0.7

16.6K 1K 255
                                    


Artık evden çıkabilsem de onu görünce nasıl bir tepki vermem gerektiğini bilemiyordum. Tufan'a anlattığımda çıldırıp iki kere bayılmıştı. Şimdi ise Ceren'i okulundan almaya gelmiştim.

Evet, çok saçmaydı. Cemil abiyle mahallede karşılaştığımda Ceren'i okuldan alıp alamayacağımı sormuştu. Böylece de Ceren'i arada okuldan Ali'nin aldığını öğrenmiştim.

Okuldan alma durumları ortaokulda bitmemiş miydi?

Saate baktığımda birazdan çıkacağını gördüm. Telefonu cebime koyarken birinin kolları tarafından hapsedildim. Kömür karası saçlarından tanıdığım kadarıyla bu ,Ceren'di. Öylece durduğumda bir süre sonra benden ayrıldı ve karşıma geçti.

Yüzünde lise çıkışına onu görmeye gelmiş üniversiteli sevgilisini gören kız gülüşü vardı. Ellerimi ceketimin cebine sokarak onu baştan aşağı süzdüm. Serin denilebilecek bu havada kısa bir etek ve içine de atlet gibi bir şey giymişti. Üzerinde de omuzlarından düşmek üzere olan beyaz bir ceket vardı.

Cebime soktuğum ellerimi çıkararak ona doğru ilerledim ve kollarına düşen ceketini omuzlarına çekerek fermuarını sonuna kadar çektim. Elinde taşıdığı kitapları elinden aldım. Geri çekilerek yüzüne baktığımda bana şu an Ali'ye baktığı gibi baktığını gördüm.

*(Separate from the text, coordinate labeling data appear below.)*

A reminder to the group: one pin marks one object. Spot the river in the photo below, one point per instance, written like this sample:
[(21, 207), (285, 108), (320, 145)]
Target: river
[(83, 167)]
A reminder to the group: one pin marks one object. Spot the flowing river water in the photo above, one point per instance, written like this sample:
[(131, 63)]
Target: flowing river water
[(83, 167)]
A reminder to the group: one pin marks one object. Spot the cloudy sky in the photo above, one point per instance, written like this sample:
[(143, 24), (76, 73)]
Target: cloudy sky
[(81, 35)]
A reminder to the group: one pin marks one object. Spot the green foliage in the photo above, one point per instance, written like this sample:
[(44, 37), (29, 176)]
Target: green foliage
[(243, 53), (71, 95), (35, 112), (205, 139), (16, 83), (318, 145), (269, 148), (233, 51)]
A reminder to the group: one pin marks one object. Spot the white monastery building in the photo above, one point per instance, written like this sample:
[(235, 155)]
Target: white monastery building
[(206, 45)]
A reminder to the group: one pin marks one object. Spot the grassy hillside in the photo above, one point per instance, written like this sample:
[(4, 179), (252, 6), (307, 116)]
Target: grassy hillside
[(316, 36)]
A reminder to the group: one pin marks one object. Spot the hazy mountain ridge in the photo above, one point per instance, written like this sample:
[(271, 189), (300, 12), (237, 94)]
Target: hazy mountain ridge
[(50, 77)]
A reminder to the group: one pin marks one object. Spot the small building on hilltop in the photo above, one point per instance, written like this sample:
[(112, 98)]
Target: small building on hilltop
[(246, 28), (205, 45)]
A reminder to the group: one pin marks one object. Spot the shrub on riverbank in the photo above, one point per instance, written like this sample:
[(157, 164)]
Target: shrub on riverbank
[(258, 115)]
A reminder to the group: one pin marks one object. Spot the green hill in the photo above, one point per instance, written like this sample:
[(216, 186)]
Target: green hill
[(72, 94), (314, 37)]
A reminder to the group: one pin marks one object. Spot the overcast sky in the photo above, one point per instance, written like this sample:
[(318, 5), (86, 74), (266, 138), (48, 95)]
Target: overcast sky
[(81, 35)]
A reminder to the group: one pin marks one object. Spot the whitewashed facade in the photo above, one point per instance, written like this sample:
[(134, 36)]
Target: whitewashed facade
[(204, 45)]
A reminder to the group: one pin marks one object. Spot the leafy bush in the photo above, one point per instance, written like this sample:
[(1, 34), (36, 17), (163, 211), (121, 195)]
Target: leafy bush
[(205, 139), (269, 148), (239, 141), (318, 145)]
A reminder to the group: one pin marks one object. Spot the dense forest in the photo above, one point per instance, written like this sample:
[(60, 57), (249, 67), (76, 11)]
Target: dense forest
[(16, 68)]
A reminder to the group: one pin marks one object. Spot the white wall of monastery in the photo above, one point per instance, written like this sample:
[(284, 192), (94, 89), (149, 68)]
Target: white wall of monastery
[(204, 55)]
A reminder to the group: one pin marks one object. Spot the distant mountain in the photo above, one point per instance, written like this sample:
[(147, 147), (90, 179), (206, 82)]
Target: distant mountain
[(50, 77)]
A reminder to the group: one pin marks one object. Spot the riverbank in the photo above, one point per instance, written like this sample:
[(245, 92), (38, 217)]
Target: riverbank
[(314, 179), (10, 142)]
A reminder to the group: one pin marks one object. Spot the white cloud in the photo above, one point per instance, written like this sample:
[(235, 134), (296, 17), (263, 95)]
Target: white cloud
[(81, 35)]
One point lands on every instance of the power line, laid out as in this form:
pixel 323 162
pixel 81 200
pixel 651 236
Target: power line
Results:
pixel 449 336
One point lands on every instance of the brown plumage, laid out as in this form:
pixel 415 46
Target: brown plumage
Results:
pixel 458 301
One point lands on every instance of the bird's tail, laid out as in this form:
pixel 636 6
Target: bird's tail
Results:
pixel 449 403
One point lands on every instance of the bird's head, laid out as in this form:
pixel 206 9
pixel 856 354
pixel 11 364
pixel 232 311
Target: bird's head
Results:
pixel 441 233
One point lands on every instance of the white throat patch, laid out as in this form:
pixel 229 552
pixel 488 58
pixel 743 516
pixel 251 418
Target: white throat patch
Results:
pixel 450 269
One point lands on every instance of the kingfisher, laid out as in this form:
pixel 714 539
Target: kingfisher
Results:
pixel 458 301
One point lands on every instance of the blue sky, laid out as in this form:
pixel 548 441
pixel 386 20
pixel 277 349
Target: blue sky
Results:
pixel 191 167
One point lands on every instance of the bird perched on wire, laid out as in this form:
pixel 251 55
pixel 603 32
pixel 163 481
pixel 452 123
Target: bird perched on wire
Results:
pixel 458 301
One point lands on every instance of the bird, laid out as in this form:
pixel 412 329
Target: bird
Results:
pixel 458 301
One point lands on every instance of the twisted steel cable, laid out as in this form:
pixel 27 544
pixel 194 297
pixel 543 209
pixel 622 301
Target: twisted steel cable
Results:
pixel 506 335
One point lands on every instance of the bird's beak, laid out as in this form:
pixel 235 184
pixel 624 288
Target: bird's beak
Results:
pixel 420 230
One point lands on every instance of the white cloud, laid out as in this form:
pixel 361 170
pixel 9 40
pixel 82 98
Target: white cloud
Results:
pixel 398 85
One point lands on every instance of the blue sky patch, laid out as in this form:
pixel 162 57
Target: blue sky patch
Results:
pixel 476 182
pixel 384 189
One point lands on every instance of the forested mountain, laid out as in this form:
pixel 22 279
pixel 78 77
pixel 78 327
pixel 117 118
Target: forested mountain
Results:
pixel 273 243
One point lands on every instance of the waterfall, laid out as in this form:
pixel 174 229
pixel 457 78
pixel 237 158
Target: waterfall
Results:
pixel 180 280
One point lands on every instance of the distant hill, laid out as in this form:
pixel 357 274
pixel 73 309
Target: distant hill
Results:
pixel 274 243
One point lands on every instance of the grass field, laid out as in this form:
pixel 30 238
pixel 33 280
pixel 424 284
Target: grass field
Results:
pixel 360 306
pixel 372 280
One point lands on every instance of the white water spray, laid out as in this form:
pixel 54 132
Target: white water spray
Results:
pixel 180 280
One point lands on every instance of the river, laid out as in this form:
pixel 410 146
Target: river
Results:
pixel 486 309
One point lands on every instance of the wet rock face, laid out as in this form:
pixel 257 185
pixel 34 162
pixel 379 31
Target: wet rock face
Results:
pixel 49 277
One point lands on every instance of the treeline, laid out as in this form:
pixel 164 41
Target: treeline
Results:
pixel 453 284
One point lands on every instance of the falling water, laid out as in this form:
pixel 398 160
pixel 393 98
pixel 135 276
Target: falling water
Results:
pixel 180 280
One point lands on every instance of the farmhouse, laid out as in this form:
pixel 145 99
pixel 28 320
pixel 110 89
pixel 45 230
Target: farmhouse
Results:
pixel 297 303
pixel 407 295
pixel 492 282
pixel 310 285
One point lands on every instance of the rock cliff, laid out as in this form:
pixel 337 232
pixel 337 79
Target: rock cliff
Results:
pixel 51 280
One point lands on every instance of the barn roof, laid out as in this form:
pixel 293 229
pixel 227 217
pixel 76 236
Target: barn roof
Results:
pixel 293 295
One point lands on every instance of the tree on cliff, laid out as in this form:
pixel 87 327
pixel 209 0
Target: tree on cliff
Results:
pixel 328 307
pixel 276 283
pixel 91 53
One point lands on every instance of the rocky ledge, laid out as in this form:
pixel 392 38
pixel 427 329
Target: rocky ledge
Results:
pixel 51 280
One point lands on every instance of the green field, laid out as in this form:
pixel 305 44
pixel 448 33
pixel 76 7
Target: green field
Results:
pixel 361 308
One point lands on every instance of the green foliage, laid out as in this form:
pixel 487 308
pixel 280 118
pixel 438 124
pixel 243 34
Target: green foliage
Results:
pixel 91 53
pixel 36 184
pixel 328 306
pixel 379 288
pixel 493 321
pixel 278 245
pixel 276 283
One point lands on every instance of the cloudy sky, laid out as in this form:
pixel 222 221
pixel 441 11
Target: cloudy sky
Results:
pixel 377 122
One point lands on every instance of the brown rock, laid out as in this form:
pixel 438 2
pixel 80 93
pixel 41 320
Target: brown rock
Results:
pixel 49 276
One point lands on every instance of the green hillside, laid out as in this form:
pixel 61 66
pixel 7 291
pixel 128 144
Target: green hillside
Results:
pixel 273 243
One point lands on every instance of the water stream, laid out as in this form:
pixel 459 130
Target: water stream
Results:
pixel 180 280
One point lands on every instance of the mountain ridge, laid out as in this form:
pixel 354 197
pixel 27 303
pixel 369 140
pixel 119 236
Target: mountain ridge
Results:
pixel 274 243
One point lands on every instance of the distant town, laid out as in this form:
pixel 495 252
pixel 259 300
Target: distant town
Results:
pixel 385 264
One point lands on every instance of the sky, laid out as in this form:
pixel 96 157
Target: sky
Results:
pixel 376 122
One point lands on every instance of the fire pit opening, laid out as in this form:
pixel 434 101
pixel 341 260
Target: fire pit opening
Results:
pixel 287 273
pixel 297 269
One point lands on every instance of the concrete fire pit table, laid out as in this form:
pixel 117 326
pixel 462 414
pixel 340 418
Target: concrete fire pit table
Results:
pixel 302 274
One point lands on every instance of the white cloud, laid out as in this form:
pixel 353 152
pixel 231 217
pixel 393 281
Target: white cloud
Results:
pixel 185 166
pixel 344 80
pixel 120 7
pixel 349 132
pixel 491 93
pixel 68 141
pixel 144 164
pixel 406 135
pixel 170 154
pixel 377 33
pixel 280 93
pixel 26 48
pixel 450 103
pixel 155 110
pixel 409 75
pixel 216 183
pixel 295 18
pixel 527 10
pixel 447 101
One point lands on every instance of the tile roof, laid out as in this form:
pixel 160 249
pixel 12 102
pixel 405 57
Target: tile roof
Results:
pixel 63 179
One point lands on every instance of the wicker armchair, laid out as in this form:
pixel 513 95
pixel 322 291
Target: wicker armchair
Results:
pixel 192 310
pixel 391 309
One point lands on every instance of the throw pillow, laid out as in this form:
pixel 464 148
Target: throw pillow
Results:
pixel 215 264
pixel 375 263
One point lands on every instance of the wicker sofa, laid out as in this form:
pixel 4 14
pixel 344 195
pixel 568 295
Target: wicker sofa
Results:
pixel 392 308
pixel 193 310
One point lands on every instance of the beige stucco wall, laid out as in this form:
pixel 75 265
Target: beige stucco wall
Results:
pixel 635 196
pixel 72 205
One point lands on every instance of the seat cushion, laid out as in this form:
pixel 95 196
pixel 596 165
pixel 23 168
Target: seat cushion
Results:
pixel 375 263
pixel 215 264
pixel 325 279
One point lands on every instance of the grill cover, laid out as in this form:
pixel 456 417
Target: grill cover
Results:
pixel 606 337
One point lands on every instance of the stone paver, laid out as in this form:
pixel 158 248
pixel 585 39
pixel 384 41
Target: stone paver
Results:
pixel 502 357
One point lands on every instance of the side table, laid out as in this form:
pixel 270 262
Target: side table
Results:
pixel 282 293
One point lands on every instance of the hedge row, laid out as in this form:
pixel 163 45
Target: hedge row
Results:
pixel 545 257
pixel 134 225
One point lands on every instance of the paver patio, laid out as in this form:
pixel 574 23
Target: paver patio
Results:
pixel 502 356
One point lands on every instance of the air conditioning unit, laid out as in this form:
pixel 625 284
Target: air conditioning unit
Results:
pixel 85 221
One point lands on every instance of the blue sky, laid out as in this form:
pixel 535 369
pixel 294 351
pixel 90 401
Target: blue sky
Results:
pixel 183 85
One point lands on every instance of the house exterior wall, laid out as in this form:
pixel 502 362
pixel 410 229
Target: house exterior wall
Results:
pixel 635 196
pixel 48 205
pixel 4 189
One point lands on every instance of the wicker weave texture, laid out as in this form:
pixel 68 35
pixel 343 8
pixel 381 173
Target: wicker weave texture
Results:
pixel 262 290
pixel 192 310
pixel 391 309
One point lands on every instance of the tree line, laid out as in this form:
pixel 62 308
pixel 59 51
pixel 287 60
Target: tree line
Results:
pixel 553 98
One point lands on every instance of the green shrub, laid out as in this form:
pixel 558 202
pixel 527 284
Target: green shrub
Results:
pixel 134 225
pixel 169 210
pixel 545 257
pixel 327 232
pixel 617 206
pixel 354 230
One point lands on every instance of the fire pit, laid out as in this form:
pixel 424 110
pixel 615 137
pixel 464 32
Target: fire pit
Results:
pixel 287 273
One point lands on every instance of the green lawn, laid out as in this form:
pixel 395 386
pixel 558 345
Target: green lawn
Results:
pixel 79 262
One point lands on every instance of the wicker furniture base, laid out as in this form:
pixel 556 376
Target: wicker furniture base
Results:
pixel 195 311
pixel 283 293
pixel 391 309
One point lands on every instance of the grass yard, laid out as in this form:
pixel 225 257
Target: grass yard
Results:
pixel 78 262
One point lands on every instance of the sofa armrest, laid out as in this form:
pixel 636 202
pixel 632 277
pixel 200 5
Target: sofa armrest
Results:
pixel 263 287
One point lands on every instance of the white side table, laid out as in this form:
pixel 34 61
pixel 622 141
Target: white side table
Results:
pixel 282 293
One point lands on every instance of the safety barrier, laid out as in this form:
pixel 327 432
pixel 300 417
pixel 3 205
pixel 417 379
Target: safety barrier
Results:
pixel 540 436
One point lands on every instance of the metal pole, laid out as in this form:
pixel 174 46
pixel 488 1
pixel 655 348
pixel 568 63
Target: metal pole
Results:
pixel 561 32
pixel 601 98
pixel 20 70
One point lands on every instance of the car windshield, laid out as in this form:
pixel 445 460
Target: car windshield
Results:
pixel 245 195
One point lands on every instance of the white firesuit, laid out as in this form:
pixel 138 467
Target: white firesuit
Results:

"Bana öyle bakma." dedim. Kaşlarını çatarak komik bir şey demişim gibi güldü. Çatılan kaşlarının altındaki mavi gözleri parladı.

"Nasıl bakıyor muşum?" diye sordu.

"Aşık gibi." dedim, kısaca. Eveleyip geveleyecek halim yoktu. Tekrar güldü. Yürümeye başladığımda yanımdaki yerini aldı. Bir elimde kitaplarını tutup diğer elimi de cebime soktum. Koluma girdi.

"Bunda bir sorun mu var?" dedi, yanağını koluma yaslayarak. Bu yakın temaslarından hiçbir şekilde etkilenmiyordum.

"Tabiki de bir sorun var. Sana en küçük iyiliği dokunan her erkeğe aşık olamazsın. Bu çok tehlikeli bir zaaf." dedim. Ali'ye de bu sayede ilgi duyduğunu anlamak zor değildi.

"Sen ilgiye muhtaç bir kız değilsin. Okulda popüler olan o kız sendin, mahallede de herkes seninile oynamak isterdi" dedim. Güldü ve koluma daha sıkı sarıldı.

"Ama ben hep sizin aranıza girmeye çalışırdım. Beni hiçbir zaman arkadaşınız olarak kabul etmediniz." dedi. Kaşlarımı çatarak omzumun üstünden ona baktım. "Kafanı ısırırım şimdi." dedim.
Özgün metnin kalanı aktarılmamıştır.